Fortunately, Thomas and Griffith are clear-thinking individuals who see beyond the media hysteria and realize it's the criminal, not the gun, that's the real threat to our civilized society. They were able to see that such a law would tend to entrap honest, law-abiding citizens who were passing through a park on their way to another destination, or who stopped to enjoy the park but had a handgun in their vehicles. This law wouldn't prevent criminals from having guns in the park. By their definition, criminals don't obey the laws in the first place.

Such a law would simply ensure that honest citizens were unarmed and helpless if a gun-related incident should occur in a city park.

This would create a situation similar to that at Lubys cafeteria in Kaleen, Texas, where an armed criminal was able to methodically murder victim after victim with no resistance from the patrons. Several of them, who regularly carried a handgun for self-defense, had to watch helplessly as the slaughter continued. Though presented with many opportunities to stop the gunman with return fire, they had been left unarmed by an ill-conceived gun ordinance.

Is this the type of environment we really want to create in our city parks? Wouldn't it make more sense to deal with the criminal misuse of firearms rather than the constitutionally protected right to possess them?

LARRY E. COE

ROANOKE

Armey's apology wasn't required

THE ONLY thing House Majority Leader Dick Armey did wrong when he referred to Democratic Rep. Barney Frank of Massachusetts as a ``fag'' was apologize for it.

After all is said and done, truth is truth and refuses to be colored in any other way. If it is, then it's no longer truth.

Frank freely chose to adopt a lifestyle that's foreign to a proper lifestyle. Say what you want, but the truth still dictates that it isn't normal. Frank should be willing to accept the responsibilities and descriptive terms that reveal his lifestyle.

ROBERT L. JOHNSON

FERRUM

Respect lacking for the dead and living

I'D LIKE to comment on the driving habits I observed while recently in a funeral procession.

The funeral was held in Rocky Mount.

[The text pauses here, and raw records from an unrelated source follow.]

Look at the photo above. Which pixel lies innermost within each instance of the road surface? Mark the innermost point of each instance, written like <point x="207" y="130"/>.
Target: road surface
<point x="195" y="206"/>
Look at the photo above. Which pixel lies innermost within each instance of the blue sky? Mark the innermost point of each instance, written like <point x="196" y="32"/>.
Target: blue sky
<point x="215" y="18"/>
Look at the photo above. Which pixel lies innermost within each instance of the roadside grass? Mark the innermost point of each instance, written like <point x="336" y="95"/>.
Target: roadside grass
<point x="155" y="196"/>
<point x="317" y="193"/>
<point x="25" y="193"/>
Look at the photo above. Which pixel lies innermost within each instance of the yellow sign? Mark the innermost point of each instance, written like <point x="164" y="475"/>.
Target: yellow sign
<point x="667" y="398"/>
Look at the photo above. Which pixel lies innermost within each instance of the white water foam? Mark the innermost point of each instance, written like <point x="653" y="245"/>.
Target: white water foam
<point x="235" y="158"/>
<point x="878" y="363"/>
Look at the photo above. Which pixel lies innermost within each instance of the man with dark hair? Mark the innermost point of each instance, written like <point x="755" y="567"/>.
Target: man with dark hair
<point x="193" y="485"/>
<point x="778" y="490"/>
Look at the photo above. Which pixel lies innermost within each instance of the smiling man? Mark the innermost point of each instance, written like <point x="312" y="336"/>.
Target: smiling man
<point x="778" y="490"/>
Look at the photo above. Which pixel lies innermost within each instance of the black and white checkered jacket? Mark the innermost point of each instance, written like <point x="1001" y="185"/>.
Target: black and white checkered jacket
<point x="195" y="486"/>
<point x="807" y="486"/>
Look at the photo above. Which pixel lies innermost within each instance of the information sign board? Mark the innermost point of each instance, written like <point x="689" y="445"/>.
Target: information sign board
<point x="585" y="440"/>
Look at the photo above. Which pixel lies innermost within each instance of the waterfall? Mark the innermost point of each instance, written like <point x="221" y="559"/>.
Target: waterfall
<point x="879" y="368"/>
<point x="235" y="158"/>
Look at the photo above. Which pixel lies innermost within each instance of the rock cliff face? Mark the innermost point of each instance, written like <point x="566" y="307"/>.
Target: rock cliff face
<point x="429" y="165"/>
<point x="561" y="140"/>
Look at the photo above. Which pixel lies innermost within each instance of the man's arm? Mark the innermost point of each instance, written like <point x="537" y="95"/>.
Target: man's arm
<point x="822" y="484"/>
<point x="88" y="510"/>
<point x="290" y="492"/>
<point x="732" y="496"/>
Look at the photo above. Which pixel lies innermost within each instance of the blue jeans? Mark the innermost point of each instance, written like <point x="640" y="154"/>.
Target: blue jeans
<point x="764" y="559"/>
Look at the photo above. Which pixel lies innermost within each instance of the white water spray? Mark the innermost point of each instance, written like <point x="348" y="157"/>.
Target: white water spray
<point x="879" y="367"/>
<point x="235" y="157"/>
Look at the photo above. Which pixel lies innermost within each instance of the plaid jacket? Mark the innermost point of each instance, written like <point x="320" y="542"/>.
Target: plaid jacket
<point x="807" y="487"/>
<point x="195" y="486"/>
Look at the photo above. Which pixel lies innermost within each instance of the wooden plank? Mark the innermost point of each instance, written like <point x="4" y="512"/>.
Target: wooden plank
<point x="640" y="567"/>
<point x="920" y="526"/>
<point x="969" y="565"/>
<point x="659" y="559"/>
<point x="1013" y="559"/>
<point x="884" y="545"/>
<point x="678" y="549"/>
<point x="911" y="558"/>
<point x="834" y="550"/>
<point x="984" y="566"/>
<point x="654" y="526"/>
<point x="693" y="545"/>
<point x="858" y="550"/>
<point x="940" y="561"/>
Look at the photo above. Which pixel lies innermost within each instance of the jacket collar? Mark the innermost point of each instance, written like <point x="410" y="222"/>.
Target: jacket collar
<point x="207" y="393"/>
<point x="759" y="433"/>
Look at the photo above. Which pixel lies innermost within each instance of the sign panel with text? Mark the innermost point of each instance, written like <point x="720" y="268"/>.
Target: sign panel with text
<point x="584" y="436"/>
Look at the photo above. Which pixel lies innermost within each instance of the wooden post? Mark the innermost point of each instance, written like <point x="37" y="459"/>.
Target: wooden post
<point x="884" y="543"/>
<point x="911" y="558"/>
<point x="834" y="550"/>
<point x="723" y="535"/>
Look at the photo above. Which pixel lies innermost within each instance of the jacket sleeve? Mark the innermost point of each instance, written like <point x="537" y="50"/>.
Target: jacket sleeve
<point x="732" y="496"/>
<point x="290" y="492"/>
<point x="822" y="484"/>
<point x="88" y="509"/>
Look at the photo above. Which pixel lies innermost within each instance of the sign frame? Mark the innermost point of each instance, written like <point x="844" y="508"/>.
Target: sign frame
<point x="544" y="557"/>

Policemen from Rocky Mount, Franklin County, Roanoke County and Roanoke city did an excellent job of escorting the processional from Flora Funeral Home to Blue Ridge Memorial Gardens by using flashing lights on the various vehicles.

I was in the seventh car in the procession. I counted five vehicles that cut into or through the procession while we were on Interstate 581 from Virginia 419 until we got off onto Peters Creek Road.

To me, this was very disrespectful. What was worse than the disrespect was the danger one car's driver put me in. He came onto I-581 from Virginia 419. He had to ``floor'' his vehicle and immediately apply his brakes to avoid hitting the person in the car ahead of me.

Are we all in such a hurry that we cannot show a little respect as well as consideration for the safety of others?

DAVID E. SMITH

ROCKY MOUNT

Hard-sell tactics took center ring

MY HUSBAND and I took our three young children to the Shrine Circus on a recent Saturday afternoon. What ruined this circus were the ringperson's hard-sell tactics.

At the beginning of the show, she hawked a toy, stating that there would be a special activity for those children who have one. (The toys were not free.) Most disturbing was at intermission when she announced: ``Parents, for $2 your child can have a circus coloring book, and there's a prize for every child who buys one. Only those children who have coloring books will be winners.'' As the lines grew to obtain the prize (a cheap plastic whistle), she then said, ``You're not a winner unless you have a coloring book.''

If an organization has to resort to such callous commercialism to raise money, a close examination of its fund-raising techniques is warranted. Having activities only for parents who buy additional items and suggesting that children without the items are losers is appalling. I'm sorry my children were subjected to this poor display of crass commercialism.